Sunday, June 13, 2010

My Life: the 80s

My activities kind of exploded in the 80s. In 1982 I finished school (with quite good grades) and started studying German literature, philosophy and political studies at the Regensburg university.

My enthusiasm for the movies goes way back and by the end of the 70s I had already systematically started studying film history and theory and watching as much as I could. Turning 18 and being of age I went to the cinema at least 3 times a week.

In Regensburg there was a film club at the university that changed location in 1982 and became officially embedded (and subventioned) into the city's official gallery and musuem buildings. At that time they had a little room for projecting 16mm films and a small office, and the club had a great program of film classics and independent productions. Within a year I turned from regular visitor to a full member of the film club organizing retrospectives and film seminars on my own. On top of that I kind of slid into the office work doing 8-hour days there and then projecting the movies at night. In no time I was one of the main members of the club, and after nearly a year it was decided that I get a salary for the work that I had been doing for free till then.
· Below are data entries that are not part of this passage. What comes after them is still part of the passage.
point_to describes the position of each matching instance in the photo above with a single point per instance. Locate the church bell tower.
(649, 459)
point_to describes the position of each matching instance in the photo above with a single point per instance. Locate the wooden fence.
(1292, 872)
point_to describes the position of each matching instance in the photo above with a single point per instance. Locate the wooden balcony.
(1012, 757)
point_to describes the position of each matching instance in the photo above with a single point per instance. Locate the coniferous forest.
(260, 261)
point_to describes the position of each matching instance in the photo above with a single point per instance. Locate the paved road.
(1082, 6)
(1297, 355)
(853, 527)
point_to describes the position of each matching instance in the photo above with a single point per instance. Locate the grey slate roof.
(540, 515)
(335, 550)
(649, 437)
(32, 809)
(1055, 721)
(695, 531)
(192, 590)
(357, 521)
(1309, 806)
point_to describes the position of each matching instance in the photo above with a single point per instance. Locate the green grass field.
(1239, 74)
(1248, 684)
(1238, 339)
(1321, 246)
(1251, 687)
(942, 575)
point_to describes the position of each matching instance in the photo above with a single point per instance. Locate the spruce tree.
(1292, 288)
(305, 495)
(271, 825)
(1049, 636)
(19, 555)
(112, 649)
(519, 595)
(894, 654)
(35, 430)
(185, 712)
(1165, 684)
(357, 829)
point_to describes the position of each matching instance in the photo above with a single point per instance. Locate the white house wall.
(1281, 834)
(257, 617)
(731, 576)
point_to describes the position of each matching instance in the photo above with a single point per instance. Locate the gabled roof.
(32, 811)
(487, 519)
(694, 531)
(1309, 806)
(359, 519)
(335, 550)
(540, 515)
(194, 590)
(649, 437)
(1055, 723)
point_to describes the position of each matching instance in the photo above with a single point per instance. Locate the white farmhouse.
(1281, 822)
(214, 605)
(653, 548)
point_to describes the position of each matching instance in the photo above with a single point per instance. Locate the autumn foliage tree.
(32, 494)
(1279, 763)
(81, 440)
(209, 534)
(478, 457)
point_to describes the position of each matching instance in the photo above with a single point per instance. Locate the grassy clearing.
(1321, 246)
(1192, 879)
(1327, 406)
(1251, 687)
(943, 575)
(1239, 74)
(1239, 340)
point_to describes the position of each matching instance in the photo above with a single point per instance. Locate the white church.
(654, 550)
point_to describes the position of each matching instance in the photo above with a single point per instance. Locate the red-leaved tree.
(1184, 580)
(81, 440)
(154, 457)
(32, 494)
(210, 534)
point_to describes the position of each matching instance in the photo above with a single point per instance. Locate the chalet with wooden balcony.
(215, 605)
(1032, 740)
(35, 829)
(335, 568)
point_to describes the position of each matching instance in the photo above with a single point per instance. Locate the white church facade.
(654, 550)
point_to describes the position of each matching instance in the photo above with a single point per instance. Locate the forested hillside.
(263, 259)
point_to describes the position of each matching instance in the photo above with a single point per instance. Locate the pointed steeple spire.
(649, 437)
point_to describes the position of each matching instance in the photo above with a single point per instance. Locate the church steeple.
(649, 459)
It wasn't much, but it allowed me to move out from my parents' home and have an apartment of my own. I was 24 by then. I'd say the moving out was the main turning point of becoming adult (I guess my family thought so, too).
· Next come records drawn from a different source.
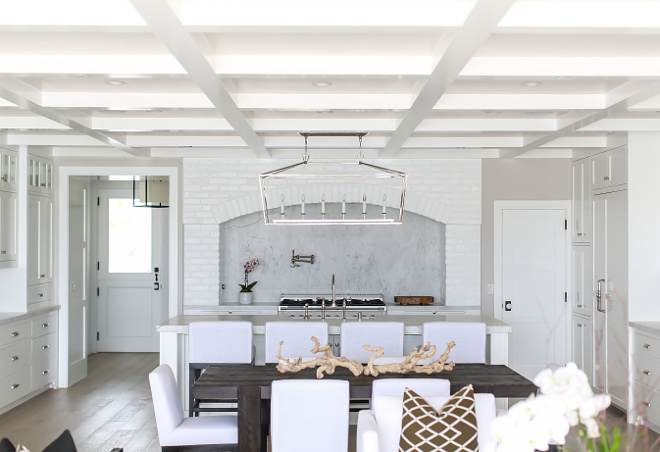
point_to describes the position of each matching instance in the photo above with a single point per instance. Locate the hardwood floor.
(110, 408)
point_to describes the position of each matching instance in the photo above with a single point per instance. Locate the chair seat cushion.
(204, 430)
(453, 428)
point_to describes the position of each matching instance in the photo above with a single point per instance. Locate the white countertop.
(647, 327)
(13, 317)
(413, 323)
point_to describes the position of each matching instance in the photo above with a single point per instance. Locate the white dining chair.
(309, 415)
(354, 335)
(470, 339)
(175, 430)
(296, 337)
(379, 429)
(216, 342)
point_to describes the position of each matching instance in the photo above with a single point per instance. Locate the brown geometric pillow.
(453, 429)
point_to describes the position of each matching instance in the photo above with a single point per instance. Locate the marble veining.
(408, 259)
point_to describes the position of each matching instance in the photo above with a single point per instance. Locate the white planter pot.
(245, 298)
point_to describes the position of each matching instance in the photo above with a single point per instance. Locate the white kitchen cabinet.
(8, 228)
(645, 406)
(609, 170)
(582, 340)
(581, 230)
(40, 175)
(610, 318)
(40, 239)
(28, 351)
(8, 170)
(583, 281)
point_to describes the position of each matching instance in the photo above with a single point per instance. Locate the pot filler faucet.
(334, 301)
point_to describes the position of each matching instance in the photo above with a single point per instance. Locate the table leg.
(249, 419)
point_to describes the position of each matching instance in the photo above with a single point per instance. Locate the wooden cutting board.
(406, 300)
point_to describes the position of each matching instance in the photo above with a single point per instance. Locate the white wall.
(643, 226)
(217, 190)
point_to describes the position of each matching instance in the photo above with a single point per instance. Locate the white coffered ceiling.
(424, 78)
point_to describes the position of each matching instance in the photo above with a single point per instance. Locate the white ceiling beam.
(20, 93)
(323, 65)
(132, 123)
(468, 142)
(317, 102)
(164, 23)
(155, 140)
(490, 124)
(622, 14)
(478, 26)
(110, 65)
(264, 14)
(578, 120)
(564, 66)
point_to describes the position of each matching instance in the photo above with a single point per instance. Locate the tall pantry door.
(610, 245)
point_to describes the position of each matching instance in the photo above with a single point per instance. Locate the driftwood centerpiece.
(326, 363)
(410, 363)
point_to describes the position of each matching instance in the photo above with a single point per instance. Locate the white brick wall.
(217, 190)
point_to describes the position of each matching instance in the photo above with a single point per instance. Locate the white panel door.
(611, 313)
(534, 287)
(130, 250)
(78, 278)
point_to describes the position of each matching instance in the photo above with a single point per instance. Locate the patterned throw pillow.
(453, 429)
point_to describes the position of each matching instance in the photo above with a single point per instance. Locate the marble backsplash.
(407, 259)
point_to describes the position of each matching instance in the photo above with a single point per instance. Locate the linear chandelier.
(333, 193)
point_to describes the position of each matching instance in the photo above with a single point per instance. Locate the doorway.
(531, 281)
(131, 266)
(78, 326)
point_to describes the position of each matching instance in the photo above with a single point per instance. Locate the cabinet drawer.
(14, 386)
(647, 346)
(39, 293)
(14, 332)
(44, 346)
(44, 325)
(44, 371)
(647, 370)
(14, 357)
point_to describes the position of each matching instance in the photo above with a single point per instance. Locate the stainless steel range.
(322, 306)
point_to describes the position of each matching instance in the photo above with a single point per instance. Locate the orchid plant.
(565, 400)
(249, 266)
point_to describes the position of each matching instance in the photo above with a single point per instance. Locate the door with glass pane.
(129, 277)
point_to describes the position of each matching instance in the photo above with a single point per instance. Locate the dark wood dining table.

Although I was doing well with my studies at the university I must say I hardly had any time left for that, and I dragged them along till way into the 90s till I finally quit.

Here's a pic from a festival in the Filmgalerie (unfortunately small):

The members of the film club were mostly a wee bit older than me and all politicized left-wingers from the 60s and 70s, so the program we presented very much mirrored that including a very distinct intention to 'enlighten' the audience.

You may imagine that this very well suited my own intentions, but very soon I got estranged with this attitude, because it included some anti-American resentment, a closed-mindedness towards popular culture and - worst of all - a tendency to censorship.

Among my many activities at the cinema was also recruiting new members which I managed very successfully. One of them came directly from one of my film seminars ("How to Read a Film") and became a friend as well as a member of the club, Walter Harteis. As a movie enthusiast he introduced himself with a well-prepared suggestion for a retrospective of early Hitchcock movies which I also fully supported, since it consisted of many rarely seen works. The idea, however, was immediately rebuked with the comment: "We don't play Hollywood shit!"

It might seem irrelevant, but this one rejection was a watershed that set the goals to my future. Needless to say that I fought this discussion out and we DID show the retrospective.

The rebuff was uttered in pure aggression by one my my (till then) best friends who thought (and probably still thinks) he was a fervent Nouvelle Vague fan. There's so much wrong with that one sentence, but here are the important points:

- early Hitchcock movies were German and British productions and had nothing to do with Hollywood
- the Nouvelle Vague adored Hitchcock as one of the greatest artists of cinema; they also admired the Hollywood classics
- why should you reject anything just because it's from Hollywood?
- the whole thing revealed a shocking ignorance about cinema in its entirety

As a result I decided to form a sub-group within the club to enforce a program containing all that cinema rejected by the rest of the club: genre movies, B-pictures, avantgarde flicks, etc. This was not really that new a idea. It was loosely oriented on Amos Vogel's book "Film as a Subversive Art" and was much in the vein of what the more recent documentary "Midnight Movies" displayed.

I managed to get the permission to run an independent program on weekends at midnight, and we managed to continue it over a period of more than 15 years with enormous success, but also with constant aversion and attacks from the leftist 'establishment' inside the club and from similar groups all over town plus all the conservative powers. You must know they are just as conservative in their own way as their supposed political opponents. But we managed.

Out of the core of this cinema group we called Lyssa humana (human rabies) we founded a band. Inspired by our avantagrde favourites The Residents, Borbetomagus and the industrial bands like Throbbing Gristle and Whitehouse we built our own 'instruments' out of scrap metal and spare parts, amplified the sound electrically and made what by today is officially called 'noise music'. Although this was really nothing new or very innovative we did succeed in shocking nearly everybody and managed to end sold-out concerts to a nearly empty auditorium. At least we became something like a local legend.

Lyssa humana was not simply a band, the music was just one small part of it. We organized the film nights on weekends (later once a month), exhibitions, concerts, even seminars and published our own magazine. It's not like we earned money, but it was fun. Besides that we were friends who spent a lot of time together and visited as many independent rock concerts that we could. We probably saw a few hundred bands, some of them meanwhile legendary.

By the end of the 80s I was active in all these things: organizing the film club and doing most of the screenings (as the projectionist), our activities in Lyssa humana, being active in the record collectors scene and doing many different and changing day jobs to earn a bit more money, too.

There would tons of stories to tell, but there's just not enough room here for that.